Mark P. Callery, M.D. (Boston, MA): Dr. Franko, my congratulations to you and Dr. Jim Moser and your Pittsburgh colleagues on this excellent plenary paper. Custom tumor genotypic profiling will be, for sure, one wave of the future as we migrate to custom tumor therapies based on actual tumor biology.

My two questions are, and you actually stressed the first one a bit with your combined defects, how does your data support the concept that tumor biology is worse when multiple cumulative genetic defects emerge? And my second question: Were you able to reconcile and segregate using your microdissection technique relative genetic defects between ductal cells and surrounding stromal cells? This could be a novel and worthwhile tactic for your research.

Congratulations.

Jan Franko, M.D., Ph.D. (Pittsburgh, PA): Thank you, Dr. Callery, for excellent questions. I will answer the second question first. I think it is very important to deal with the stroma. We did not do that in this study. I think it is a great idea for our future plans. And it is especially true when we look at the recent presentation on Sunday from the Pancreas Club where one of the groups presented the epithelial-to-mesenchymal transition results, and if that would be true, actually the whole issue regarding analysis of surgical margin comes into question. If one doesn’t see malignant ductal cells at the margin, we call this margin histologically negative, when in fact there may be mesenchymal-like cells which represent cancer. So I think LOH analysis or any genetic technique to be used for the stroma is important, and I think it is something that we will get into, and hopefully we will be able to report soon.

If I am correct, the first question was related to differences between –

Dr. Callery: I wrote my question before I heard your updated slide. You answered it. The accumulated combined KRAS-LOH defects that support a multi-hit theory.

O. Joe Hines, M.D. (Los Angeles, CA): I like the concept, it is a great concept, and obviously it is the direction we are going to be going, but I want to ask you a specific question as to how you did the study. It seems that ampullary and pancreatic cancers were pooled in your analysis. I think that these are really two very different diseases. I know for many, many years pancreatic surgeons have reported their clinical data pooled and called this periampullary disease. Have you looked to separate the two groups, and what do you think about this issue of pooling ampullary and pancreatic together?
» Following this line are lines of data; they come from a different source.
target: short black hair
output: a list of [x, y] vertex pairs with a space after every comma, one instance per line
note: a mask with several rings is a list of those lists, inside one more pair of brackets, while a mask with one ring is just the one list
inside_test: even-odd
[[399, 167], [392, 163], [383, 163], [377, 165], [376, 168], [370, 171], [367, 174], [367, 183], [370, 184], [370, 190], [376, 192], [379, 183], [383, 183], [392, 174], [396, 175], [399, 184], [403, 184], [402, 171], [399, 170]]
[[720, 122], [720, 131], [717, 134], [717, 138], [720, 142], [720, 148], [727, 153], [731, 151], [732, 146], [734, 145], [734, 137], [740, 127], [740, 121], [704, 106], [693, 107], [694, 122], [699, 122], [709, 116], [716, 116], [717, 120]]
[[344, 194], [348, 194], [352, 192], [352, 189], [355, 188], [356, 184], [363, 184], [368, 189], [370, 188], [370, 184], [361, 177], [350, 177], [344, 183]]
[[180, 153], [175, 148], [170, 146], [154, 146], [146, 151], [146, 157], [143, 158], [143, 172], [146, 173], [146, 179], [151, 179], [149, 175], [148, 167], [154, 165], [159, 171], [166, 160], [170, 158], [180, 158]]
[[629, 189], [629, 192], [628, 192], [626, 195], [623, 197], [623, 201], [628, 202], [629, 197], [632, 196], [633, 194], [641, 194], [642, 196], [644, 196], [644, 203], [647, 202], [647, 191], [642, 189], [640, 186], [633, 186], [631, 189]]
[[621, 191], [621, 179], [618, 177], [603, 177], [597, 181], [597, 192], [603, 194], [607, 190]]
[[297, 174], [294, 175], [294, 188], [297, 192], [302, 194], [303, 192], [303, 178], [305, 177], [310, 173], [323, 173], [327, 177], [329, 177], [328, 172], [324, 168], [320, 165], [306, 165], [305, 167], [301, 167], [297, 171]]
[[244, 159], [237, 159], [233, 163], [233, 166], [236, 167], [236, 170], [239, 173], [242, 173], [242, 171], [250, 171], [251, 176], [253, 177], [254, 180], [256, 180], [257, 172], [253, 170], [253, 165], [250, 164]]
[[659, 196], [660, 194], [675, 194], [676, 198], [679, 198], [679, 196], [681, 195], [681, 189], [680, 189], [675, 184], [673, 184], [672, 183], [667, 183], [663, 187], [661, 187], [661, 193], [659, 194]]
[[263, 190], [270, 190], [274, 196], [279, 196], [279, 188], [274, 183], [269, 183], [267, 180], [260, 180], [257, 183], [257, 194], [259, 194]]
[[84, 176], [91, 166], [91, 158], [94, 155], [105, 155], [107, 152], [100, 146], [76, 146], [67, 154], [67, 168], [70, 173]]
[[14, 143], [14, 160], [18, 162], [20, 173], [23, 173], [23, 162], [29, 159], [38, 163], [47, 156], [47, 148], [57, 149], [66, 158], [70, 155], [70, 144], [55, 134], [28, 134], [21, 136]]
Dr. Franko: I think it is right to the point. Thank you for that question. Everything is relative. Many say that ampullary cancer has a substantially better prognosis, and it is mostly true because most patients are caught in early stage of disease. But when you go to stage by stage, even in a plenary session a couple of speeches before me, it was demonstrated they have pretty poor survival. I am not saying they are exactly the same. But if you go stage by stage, the survival is not that different.

At the time when I constructed the study, it came to the question of power to collect enough data, enough patients; I think only seven patients, about 14%, represent ampullary origin. If I do a sensitivity and subgroup analysis with the current follow-up as of today, all what I have said here holds true for pancreatic ductal carcinoma. It doesn’t make too much sense to examine seven patients with ampullary carcinoma separatelly. In the future we will collect over 180 specimens, which is our current plan. We will separate pancreatic ductal and ampullary histologies.
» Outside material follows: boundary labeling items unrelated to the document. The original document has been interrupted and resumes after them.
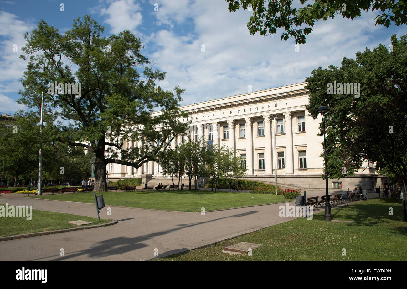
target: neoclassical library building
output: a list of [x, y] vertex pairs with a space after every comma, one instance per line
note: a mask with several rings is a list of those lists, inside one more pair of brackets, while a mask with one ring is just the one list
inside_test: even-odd
[[[185, 138], [224, 144], [236, 150], [247, 169], [245, 178], [301, 189], [322, 189], [323, 136], [321, 118], [308, 116], [309, 93], [301, 82], [228, 96], [180, 107], [191, 121], [186, 136], [171, 142], [173, 148]], [[155, 112], [153, 116], [160, 113]], [[127, 145], [134, 145], [128, 144]], [[137, 144], [136, 144], [136, 145]], [[116, 164], [107, 167], [109, 180], [151, 176], [165, 180], [159, 164], [150, 161], [138, 169]], [[363, 164], [352, 176], [329, 179], [330, 189], [370, 189], [383, 187], [385, 177], [372, 163]], [[168, 182], [168, 180], [167, 180]]]

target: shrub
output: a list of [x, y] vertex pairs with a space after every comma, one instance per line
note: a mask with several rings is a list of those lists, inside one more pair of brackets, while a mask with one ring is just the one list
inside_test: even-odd
[[[218, 182], [219, 183], [219, 187], [220, 189], [230, 189], [230, 185], [229, 185], [229, 182], [232, 180], [233, 180], [235, 182], [235, 187], [236, 189], [237, 189], [237, 182], [239, 180], [240, 180], [240, 182], [242, 184], [242, 189], [243, 190], [248, 190], [249, 191], [256, 191], [259, 189], [261, 189], [262, 190], [265, 192], [261, 193], [271, 193], [271, 192], [266, 193], [265, 192], [266, 191], [269, 191], [270, 192], [273, 191], [275, 193], [275, 189], [274, 189], [274, 185], [271, 185], [271, 184], [266, 184], [266, 183], [263, 182], [258, 182], [257, 181], [251, 181], [247, 180], [244, 180], [242, 179], [231, 179], [231, 178], [219, 178], [219, 180], [218, 180]], [[208, 183], [205, 186], [205, 187], [206, 188], [212, 188], [212, 179], [210, 179]], [[277, 187], [277, 189], [278, 189], [278, 187]], [[254, 192], [252, 191], [252, 193], [254, 193]]]
[[141, 186], [141, 178], [119, 180], [117, 182], [109, 182], [108, 186]]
I allowed to pool those together, because there is a nice review from Dr. Moore from I think 2004 where he described the current evidence and suggested that the genetic abnormalities in ampullary and pancreatic ductal actually are very similar. So that was the mechanistic reason why I pooled them together, and also I needed it for power of the study.

Andreas C. Hoffmann, M.D. (Los Angeles, CA): How did you do the PCR analysis? You said that you did PCR. I myself tried the k-ras as well. Did you use a probe method, such that you changed the probe in the design to detect the mutation, and did you correlate your PCR analysis with gene sequencing data?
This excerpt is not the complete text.